# MAST4016 Data Science Practice

## Week 2: Data Cleaning and Preprocessing in Python

This week you'll be learning key data science skills: data cleaning and preprocessing.

If you work as a data scientist, you're likely to be given a dataset and be asked to analyse it. You won't necessarily know much about where the dataset has come from and even if you do, you may not be sure whether it contains errors or not. If you don't clean your data, the results from your analyses may not be useful.

As we'll see, sometimes the errors will be obvious. At other times, it won't be clear and you may need to judge whether there's a problem with the data or not. Here, you may need to consult other people.

### Simple example

Imagine that we have a dataset that we know is on ages, but we don't have any other details.

In [1]:
ages = [5, 0.25, -99, 167]

Here, we know for sure that we can't have a negative age because that doesn't make sense. We should remove that data point.

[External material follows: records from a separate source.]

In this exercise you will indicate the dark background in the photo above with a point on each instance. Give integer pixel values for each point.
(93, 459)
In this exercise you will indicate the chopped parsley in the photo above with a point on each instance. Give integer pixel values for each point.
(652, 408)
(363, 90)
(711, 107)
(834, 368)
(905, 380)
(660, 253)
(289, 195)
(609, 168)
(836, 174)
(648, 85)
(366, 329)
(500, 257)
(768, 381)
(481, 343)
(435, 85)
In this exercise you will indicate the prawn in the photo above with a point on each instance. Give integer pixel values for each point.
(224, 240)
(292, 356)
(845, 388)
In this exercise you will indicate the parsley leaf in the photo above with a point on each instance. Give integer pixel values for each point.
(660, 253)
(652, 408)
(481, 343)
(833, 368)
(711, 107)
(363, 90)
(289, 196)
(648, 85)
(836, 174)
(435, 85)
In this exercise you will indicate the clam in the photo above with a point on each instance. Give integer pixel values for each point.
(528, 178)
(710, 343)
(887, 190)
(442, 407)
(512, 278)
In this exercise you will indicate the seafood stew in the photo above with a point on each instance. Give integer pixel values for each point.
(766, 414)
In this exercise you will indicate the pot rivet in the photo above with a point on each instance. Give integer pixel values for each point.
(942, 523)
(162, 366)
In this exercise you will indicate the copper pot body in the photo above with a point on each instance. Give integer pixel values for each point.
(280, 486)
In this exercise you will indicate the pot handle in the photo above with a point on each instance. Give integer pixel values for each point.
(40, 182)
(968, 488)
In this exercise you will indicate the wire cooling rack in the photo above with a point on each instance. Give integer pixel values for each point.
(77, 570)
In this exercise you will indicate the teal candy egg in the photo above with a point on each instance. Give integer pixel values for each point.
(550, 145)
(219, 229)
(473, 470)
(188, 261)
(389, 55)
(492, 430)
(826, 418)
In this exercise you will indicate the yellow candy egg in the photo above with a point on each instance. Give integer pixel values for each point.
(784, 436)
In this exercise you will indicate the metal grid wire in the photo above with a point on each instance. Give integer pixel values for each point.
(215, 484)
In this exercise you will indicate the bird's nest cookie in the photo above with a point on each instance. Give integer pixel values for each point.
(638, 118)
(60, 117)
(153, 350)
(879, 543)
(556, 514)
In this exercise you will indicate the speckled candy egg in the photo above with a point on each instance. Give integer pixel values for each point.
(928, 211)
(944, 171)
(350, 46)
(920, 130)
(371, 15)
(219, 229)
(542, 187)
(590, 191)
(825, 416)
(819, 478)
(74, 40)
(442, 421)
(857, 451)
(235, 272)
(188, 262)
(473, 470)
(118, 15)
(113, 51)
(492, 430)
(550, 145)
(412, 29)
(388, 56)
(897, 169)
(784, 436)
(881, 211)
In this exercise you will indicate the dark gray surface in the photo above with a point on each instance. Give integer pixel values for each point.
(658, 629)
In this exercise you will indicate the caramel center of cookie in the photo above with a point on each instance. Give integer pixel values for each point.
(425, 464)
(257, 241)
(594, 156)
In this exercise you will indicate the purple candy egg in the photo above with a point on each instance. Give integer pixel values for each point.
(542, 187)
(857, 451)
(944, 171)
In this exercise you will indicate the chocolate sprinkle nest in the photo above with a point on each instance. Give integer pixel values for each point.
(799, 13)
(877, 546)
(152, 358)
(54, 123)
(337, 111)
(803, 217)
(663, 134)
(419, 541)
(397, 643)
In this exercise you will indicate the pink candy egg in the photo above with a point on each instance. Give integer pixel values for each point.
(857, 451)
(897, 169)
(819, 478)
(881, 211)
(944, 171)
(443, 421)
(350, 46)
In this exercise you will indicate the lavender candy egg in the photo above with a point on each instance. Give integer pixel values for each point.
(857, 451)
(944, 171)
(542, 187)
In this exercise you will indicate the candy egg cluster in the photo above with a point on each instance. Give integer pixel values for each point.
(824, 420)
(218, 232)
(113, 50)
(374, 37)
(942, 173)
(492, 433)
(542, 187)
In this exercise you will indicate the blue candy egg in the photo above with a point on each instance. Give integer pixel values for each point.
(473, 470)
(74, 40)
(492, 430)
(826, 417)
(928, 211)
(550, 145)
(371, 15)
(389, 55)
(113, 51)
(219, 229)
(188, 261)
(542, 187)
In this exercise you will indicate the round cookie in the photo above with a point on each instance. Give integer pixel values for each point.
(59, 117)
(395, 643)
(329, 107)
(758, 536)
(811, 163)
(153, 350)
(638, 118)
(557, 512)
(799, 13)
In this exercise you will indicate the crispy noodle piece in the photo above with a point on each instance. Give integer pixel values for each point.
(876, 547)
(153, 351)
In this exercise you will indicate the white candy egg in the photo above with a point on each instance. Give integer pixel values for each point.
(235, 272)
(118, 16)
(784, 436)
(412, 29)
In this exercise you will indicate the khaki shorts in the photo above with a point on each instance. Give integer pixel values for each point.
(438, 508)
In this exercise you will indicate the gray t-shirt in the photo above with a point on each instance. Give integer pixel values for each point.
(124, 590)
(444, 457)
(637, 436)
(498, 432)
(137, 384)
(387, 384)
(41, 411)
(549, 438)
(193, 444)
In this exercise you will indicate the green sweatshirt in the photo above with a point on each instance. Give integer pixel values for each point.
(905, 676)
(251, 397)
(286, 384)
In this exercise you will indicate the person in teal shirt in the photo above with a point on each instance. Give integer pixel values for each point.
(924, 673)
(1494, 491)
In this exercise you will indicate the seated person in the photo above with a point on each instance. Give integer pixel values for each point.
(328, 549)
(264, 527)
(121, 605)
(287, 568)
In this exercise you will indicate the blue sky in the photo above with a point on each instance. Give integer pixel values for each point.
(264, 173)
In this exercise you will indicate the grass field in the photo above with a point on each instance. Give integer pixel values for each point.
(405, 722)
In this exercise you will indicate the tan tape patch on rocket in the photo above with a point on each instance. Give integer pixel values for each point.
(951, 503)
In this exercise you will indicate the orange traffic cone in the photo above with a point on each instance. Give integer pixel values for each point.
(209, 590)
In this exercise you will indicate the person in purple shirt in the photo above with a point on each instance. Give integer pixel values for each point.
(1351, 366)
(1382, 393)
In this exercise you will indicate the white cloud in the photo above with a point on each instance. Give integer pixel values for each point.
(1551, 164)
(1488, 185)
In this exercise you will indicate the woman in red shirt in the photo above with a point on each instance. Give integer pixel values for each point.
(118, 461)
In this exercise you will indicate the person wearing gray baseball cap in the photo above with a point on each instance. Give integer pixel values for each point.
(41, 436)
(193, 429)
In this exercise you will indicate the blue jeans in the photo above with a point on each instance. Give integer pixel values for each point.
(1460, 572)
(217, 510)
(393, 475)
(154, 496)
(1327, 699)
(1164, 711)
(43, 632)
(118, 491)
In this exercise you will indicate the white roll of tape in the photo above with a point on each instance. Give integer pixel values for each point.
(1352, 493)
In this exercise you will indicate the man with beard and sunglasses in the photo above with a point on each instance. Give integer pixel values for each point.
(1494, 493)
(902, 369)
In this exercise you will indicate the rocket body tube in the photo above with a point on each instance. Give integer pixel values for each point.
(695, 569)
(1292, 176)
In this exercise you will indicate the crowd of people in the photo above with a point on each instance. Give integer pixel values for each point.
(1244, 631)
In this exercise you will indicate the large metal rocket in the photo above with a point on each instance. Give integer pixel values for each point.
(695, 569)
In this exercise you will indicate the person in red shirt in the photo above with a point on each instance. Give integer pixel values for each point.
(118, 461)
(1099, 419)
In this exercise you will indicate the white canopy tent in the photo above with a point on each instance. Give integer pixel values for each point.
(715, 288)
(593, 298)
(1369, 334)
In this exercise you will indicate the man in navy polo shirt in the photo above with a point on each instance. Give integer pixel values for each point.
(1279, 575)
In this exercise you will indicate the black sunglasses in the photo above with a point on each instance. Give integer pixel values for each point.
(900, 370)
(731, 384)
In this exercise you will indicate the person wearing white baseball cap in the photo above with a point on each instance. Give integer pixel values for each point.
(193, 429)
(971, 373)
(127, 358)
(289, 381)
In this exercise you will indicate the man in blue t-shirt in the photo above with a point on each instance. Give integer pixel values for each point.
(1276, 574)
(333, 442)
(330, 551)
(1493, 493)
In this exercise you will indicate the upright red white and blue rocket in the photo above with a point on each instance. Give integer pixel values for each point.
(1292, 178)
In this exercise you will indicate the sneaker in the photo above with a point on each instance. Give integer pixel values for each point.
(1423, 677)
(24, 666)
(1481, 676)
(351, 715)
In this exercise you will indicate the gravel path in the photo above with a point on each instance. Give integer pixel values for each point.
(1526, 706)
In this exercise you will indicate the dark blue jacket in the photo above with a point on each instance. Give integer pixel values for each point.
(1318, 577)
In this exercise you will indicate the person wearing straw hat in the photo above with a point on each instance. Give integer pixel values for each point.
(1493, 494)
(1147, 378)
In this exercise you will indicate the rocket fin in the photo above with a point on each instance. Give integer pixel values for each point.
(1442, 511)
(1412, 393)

We need to consider what data type our ages are stored in. In this case, we see that we have square brackets, so this is a list in Python. Lists are ordered and each value has an index which starts at 0. In this case, there are four values, so the final index is 3.

We can remove the negative entry using the code below.

In [3]:
del ages[2]
ages

[5, 0.25, 167]

<span style="color:blue">Task 1: Now you need to consider the rest of the data. Discuss what your views are: should you remove anything else?</span>

We should remove continuous data, that being 0.25, as it is inappropriate to use with the context of this data.

### Second example

For the data below, you are told that the ages are in years and are for tortoises. <span style="color:blue">Task 2: Carry out similar data cleaning and calculate the mean age for the tortoises with plausible values. You may need to do a search on how to calculate a mean in Python.</span>

In [8]:
tortoises = [-9, -0.01, 105, 2250, 52, 12, -999]
del tortoises[0]
del tortoises[0]
del tortoises[-1]
del tortoises[1]
tortoises

[105, 52, 12]

In [12]:
mean = sum(tortoises)/len(tortoises)
mean

56.333333333333336

#### Optional task

Use a search engine to find out which formats the data below are stored in. Also find out how to convert these data to a more familiar format.

In [14]:
test1 = '0x1F'
test1
solution1 = (1*16)+(15*1)
solution1

31

In [15]:
test2 = '0x31'
test2
solution2 = (3*16)+(1*1)
solution2

49

In [48]:
test3 = '0b101110111'
test3
solution3 = 120
solution3

120

In [54]:
test4 = '0o1642145'
test4
solution4 = (1*8**6)+(6*8**5)+(4*8**4)+(2*8**3)+(1*8**2)+(4*8**1)+(5*8**0)
solution4

476261

### Strings in Python

Data can also be stored as strings in Python. These are quite straightforward as you will see below. 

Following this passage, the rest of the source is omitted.